What Are the Disadvantages of Investing in an Annuity?

 

What Are the Disadvantages of Investing in an Annuity

What are the disadvantages of investing in an annuity?

First, let’s examine what we mean by “annuity”. Dividend.com describes annuities as saying a customer purchases an annuity plan using a single big payment or smaller sets of contributions. “The financial institution distributes money back to you for a certain time frame, depending on what kind of annuity you purchase. The money you put in grows through various investments made by the financial institution.”

You may purchase “immediate” annuities where monthly payments happen right away, but there are also deferred annuities where “the principal is held for a certain period of time before being distributed back to you”.

Disadvantages Of An Annuity

We could spend a lot of time discussing certain disadvantages of annuities including penalties for early withdrawal–you have to make a serious commitment with your money for this type of investing. Taking your money out of an annuity early could cost as much as 20%. Another disadvantage?

How about being offered a “teaser rate” for a high-yield annuity but with a fine print that indicates that this rate ends after the first year? If you don’t read the fine print, you could easily make the mistake of assuming the intro rate is permanent. Don’t get burned. Annuities also feature added fees and other expenses that are not necessarily part of other investment products.

But let’s leave these aside for a moment and discuss the elephant in the room when it comes to disadvantages.

Annuity Sales And Commissions

One of the big problems some thoughtful consumers have with investments including annuities is any situation where you are hiring someone to give you investment advice and that person works on commission.

A commission-based investment advising business model seems to many potential customers like a serious conflict of interest. How is a financial institution supposed to give you sound investment advice when the paycheck of your advisor is dependent on making the sale with you?

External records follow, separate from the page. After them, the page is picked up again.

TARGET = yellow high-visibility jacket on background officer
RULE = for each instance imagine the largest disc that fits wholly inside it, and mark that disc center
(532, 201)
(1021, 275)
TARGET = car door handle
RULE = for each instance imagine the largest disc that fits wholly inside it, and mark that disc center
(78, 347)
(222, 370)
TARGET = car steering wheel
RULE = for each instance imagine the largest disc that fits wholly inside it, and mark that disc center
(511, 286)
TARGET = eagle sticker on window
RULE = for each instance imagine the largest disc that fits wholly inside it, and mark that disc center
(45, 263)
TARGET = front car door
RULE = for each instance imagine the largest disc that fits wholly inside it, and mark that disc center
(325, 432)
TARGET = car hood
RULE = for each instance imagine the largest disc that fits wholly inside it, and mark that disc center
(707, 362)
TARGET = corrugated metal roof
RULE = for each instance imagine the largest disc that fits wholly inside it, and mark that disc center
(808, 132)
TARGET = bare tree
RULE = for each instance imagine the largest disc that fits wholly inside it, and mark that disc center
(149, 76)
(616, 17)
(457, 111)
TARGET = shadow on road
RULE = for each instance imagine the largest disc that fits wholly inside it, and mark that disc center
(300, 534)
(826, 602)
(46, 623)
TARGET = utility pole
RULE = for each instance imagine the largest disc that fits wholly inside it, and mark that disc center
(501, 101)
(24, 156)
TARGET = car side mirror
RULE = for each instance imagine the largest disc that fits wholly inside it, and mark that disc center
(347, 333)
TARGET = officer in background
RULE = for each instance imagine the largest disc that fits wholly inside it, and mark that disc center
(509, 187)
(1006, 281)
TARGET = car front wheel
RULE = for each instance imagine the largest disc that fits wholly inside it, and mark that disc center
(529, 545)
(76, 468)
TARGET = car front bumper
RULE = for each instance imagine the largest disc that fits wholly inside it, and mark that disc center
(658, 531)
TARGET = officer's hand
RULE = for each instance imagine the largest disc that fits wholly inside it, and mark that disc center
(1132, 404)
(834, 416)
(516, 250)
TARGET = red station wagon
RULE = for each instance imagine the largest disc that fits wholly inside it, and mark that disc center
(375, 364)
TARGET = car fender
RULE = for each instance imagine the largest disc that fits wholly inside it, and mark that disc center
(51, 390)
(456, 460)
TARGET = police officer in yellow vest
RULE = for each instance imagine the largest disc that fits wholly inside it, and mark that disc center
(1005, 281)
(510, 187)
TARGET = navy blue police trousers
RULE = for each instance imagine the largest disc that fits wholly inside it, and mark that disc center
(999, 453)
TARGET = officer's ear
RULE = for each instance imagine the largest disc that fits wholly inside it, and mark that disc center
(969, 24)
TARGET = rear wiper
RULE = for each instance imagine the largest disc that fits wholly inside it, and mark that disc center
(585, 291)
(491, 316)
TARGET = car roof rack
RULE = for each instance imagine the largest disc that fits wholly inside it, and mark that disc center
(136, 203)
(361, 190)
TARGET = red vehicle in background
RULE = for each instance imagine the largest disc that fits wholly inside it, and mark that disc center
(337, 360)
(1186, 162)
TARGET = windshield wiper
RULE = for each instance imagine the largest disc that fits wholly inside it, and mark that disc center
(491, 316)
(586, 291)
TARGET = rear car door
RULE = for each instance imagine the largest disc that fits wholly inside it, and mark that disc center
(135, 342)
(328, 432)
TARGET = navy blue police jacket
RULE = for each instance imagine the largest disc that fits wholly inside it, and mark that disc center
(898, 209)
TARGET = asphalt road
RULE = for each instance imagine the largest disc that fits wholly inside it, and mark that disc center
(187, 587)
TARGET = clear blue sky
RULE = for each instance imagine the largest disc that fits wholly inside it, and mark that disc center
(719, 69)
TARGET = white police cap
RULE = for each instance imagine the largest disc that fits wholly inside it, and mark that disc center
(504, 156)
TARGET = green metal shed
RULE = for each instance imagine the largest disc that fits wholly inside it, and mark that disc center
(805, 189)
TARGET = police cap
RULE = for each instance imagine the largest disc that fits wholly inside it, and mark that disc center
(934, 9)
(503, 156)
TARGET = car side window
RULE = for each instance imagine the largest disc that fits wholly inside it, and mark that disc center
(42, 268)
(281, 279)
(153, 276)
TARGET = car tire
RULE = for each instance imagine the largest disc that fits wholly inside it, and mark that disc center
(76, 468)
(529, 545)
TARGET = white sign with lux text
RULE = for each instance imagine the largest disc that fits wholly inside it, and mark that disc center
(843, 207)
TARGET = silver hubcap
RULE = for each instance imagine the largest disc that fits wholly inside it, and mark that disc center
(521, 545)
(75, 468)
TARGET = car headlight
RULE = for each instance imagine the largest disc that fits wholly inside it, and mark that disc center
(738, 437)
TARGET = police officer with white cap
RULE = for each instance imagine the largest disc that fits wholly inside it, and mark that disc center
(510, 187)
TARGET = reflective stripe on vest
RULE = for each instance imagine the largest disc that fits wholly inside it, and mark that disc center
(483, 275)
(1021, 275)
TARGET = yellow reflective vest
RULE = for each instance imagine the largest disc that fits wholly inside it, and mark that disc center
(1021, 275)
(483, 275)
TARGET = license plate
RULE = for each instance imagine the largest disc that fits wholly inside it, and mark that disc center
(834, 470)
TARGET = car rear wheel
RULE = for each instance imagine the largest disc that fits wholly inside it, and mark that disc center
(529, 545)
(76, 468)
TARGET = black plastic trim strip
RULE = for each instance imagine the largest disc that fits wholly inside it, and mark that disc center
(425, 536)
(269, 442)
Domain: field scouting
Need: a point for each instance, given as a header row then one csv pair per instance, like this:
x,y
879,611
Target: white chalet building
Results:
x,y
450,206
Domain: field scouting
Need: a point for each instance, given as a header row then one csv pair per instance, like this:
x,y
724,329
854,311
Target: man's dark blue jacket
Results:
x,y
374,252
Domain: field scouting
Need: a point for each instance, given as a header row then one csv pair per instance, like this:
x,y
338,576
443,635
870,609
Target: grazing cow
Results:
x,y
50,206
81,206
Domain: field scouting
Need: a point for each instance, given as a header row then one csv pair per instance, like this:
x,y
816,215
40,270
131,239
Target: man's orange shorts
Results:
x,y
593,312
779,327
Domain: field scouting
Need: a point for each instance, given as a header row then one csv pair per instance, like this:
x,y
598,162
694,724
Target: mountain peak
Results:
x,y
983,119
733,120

And before you ask why this is a problem, there are some headlines you should consider.

A 2003 Marketwatch.com report notes that one prominent investor gave notice that he was closing his Charles Schwab investment account, “after finding out in recent weeks that Schwab, billed as the friend to the little guy, gave sweetheart deals in recent years to institutional clients at the expense of small-time investors”.

That seems, in the minds of some, to be a clear case of conflict of interest.

And let’s not ignore the advice of one annuity blogger (Stan “The Annuity Man” who wrote the book The Annuity Stanifesto) who warns, “A common practice I have heard recently is for agents to tell you that ‘I never charge you a fee’ or “you pay no commissions.”  I hear annuity radio and TV ads fraudulently say this all of the time.  This is nothing more than the agent playing word games and trying to make the potential annuity transaction sound too good to be true, or at a minimum… more palatable.”

The biggest disadvantage of ANY investment, up to and including annuities, is the danger of being steered wrong by someone who has to earn a commission off you to get paid.